Я полагал, что это действительно великие жизненные цели: сознательно выбирать, кем ты хочешь стать, ту жизнь, которую ты хочешь вести, общество, в создании которого ты хочешь участвовать.
К старшим классам и тем более в колледже я уже подзабыл о своей мечте работать в сфере образования. Но иногда она снова возникала. У Холли – девушки из Беркли, первой девушки, которую я поцеловал, – была соседка по комнате, и родственница этой соседки как-то раз принесла к нам в общежитие своего четырехмесячного младенца. Холли, интересовавшаяся детской психологией, принялась играть с ребенком в самые разные игры, пытаясь выяснить, что происходит у того в голове. Например, двигала карандаш и смотрела, следит ли за ним ребенок. Помню, как меня поразила в тот день мысль о когнитивном развитии. Меня поразило, что разум действительно развивается по определенным законам. Он предсказуем, почти как логика компьютерной программы. А я в то время как раз увлекался логикой и интригующим процессом – игрой по правилам.

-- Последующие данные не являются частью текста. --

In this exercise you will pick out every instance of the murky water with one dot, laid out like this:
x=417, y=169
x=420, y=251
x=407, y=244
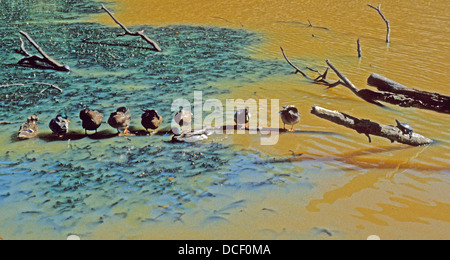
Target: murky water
x=229, y=186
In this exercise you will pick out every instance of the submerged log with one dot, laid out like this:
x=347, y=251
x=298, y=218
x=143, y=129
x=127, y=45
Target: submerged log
x=397, y=94
x=130, y=33
x=32, y=60
x=367, y=127
x=321, y=79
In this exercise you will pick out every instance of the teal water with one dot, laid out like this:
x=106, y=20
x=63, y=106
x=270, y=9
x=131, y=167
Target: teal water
x=89, y=186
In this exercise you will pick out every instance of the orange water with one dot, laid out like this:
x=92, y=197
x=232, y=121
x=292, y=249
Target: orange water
x=391, y=190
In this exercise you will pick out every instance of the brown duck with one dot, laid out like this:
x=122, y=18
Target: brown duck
x=29, y=129
x=184, y=118
x=92, y=120
x=151, y=120
x=290, y=116
x=120, y=119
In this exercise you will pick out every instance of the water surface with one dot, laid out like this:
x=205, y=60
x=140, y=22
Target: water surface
x=230, y=186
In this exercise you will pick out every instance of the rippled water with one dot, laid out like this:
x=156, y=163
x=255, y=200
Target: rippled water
x=229, y=186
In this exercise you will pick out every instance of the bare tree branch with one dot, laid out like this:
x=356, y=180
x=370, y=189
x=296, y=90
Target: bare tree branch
x=367, y=127
x=33, y=59
x=388, y=33
x=49, y=86
x=130, y=33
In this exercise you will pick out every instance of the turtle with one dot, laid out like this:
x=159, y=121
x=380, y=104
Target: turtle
x=405, y=128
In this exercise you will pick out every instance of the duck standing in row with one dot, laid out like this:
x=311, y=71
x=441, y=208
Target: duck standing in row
x=120, y=119
x=59, y=125
x=29, y=129
x=242, y=117
x=91, y=120
x=290, y=116
x=151, y=120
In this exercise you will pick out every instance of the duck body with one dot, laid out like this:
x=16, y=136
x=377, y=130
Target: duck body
x=151, y=120
x=405, y=128
x=59, y=125
x=290, y=116
x=183, y=118
x=190, y=137
x=242, y=117
x=120, y=119
x=29, y=129
x=92, y=120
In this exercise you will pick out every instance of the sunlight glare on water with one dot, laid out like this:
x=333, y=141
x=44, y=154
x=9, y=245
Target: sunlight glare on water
x=230, y=187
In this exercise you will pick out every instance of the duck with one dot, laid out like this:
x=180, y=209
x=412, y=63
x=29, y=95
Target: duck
x=60, y=125
x=151, y=120
x=191, y=136
x=290, y=116
x=184, y=118
x=120, y=119
x=242, y=116
x=92, y=120
x=29, y=129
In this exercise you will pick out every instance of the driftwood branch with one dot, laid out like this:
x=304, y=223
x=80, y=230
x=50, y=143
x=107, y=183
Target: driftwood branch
x=321, y=79
x=364, y=94
x=397, y=94
x=32, y=60
x=388, y=33
x=317, y=27
x=130, y=33
x=49, y=86
x=367, y=127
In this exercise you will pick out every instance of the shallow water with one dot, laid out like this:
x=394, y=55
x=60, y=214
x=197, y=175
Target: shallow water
x=229, y=186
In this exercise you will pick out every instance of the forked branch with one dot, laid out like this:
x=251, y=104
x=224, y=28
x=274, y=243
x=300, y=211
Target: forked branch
x=130, y=33
x=34, y=60
x=367, y=127
x=388, y=33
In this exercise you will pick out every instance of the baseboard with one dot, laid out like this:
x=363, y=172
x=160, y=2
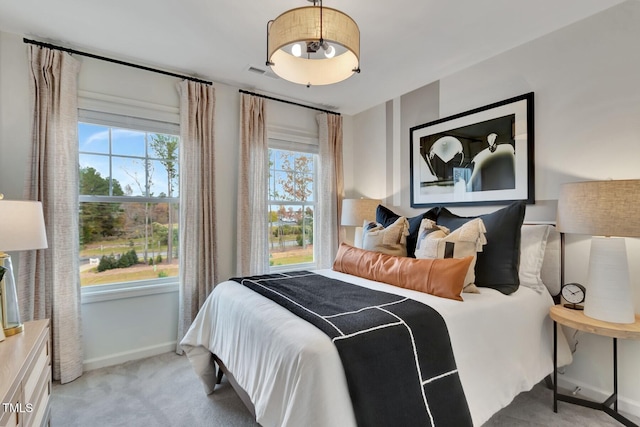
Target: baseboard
x=118, y=358
x=587, y=391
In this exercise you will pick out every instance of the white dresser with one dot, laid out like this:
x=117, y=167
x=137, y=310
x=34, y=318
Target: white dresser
x=25, y=376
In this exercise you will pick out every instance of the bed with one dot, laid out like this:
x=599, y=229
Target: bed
x=289, y=373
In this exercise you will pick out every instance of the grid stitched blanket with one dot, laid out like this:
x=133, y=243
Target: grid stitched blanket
x=395, y=351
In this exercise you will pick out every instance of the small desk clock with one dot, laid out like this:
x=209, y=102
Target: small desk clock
x=574, y=294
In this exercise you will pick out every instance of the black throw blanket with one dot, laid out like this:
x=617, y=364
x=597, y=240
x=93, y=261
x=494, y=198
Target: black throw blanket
x=395, y=351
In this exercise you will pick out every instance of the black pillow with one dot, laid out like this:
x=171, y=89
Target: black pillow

Тогда я снова вспомнил о своем желании стать учителем, и всю оставшуюся жизнь я постоянно уделял много внимания детям, где бы ни оказывался. Новорожденные, младенцы, маленькие дети, дети постарше. Я пытался наладить с ними контакт, улыбался им, рассказывал шутки, стремился влиться в их компанию. Я рос с мыслью о том, что бывают «дурные люди», которые могут причинить детям вред или похитить их, и мне хотелось стать «хорошим парнем», на которого любой ребенок мог бы положиться.
* * *
Некоторые обожают заниматься с детьми, другие – не слишком. Однажды летом, когда я работал в HP, Стив Джобс сказал мне, что ему очень нужна подработка. Я отвез его в местный колледж Де Анца посмотреть объявления о работе, и мы нашли вакансию: простоять в универмаге Westgate неделю в костюме героя «Алисы в стране чудес». Им нужны были Алиса, Белый Кролик и Безумный Шляпник. Я был заинтригован и отвел Стива к человеку, который беседовал с кандидатами и рассказывал им об их задаче. «Вы надеваете эти костюмы, – говорил он, – носите воздушные шары, наполненные гелием, или просто стоите неподалеку. С детьми разговаривать нельзя, но они все время будут на вас смотреть».
«А могу я тоже поучаствовать?» – спросил я. Меня восхитила эта идея. Так что они наняли Стива, его девушку Крис Энн и меня на роли персонажей «Алисы». Мы выступали в этих костюмах по очереди с другими людьми, потому что даже после двадцати минут в них становилось ужасно жарко и они пропитывались потом. Там едва можно было дышать. Иногда я был Кроликом, а Стив – Шляпником, а иногда наоборот.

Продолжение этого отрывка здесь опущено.